Response from Mr. Sowadsky

Thank you for your question.

First of all, if the needles that are being used are sterile needles, and are not being re-used, there is no risk of HIV transmission.

In terms of the technicians not using gloves, there are two problems I see with this. If the technician has fresh cuts, open sores, or dermatitis on their hands, and they get blood into these openings, they could become infected with HIV and other bloodborne diseases. Gloves protect the healthcare workers from getting infected with bloodborne diseases on the job. Also, gloves protect the patient from bacterial infections that may be on the technicians hands. If bacteria from the technicians hands get into the cut (from the needle) of the patient, the patient can get a bacterial infection. So when technicians don't wear gloves, they put themselves at risk for bloodborne diseases (including HIV), and they put the patient at risk for bacterial infections. By the way, IN ADDITION TO wearing gloves, the technician should ALWAYS wash their hands, to further reduce the risks of infection to both parties involved.

The HIV virus is smaller than a single cell. Therefore, what looks like a small opening to you is actually a huge opening for the HIV virus. The opening in the skin left by the needle is therefore large enough for HIV to enter the body. The HIV virus must get directly into the bloodstream in order for infection to occur. If it doesn't get into the bloodstream, the person will not become infected.

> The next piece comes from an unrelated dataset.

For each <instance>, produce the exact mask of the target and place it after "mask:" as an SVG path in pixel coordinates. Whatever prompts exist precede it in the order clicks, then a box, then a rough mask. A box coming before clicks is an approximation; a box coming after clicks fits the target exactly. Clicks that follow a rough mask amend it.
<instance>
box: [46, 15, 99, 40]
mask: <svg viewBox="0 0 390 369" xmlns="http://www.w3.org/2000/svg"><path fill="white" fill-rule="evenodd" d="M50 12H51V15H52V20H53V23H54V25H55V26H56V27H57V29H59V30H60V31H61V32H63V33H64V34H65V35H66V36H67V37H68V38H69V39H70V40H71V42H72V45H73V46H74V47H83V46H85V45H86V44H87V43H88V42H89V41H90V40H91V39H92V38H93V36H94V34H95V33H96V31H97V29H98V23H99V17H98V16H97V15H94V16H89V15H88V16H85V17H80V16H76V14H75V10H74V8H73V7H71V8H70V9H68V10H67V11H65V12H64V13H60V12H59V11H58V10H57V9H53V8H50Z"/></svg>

In regard to which is more infectious, HIV-1 or HIV-2, the studies I have seen state the amount of virus found in the body is generally lower for HIV-2, as compared to HIV-1. One can generally assume that HIV-2 may be less infectious. In addition, this lower amount of HIV-2 in the body may account for the longer period of time it takes for HIV-2 to lead to full-blown AIDS, as compared to HIV-1. HIV-1 takes an average of 10 years before it leads to full-blown AIDS. HIV-2 generally takes longer than 10 years to become full-blown AIDS.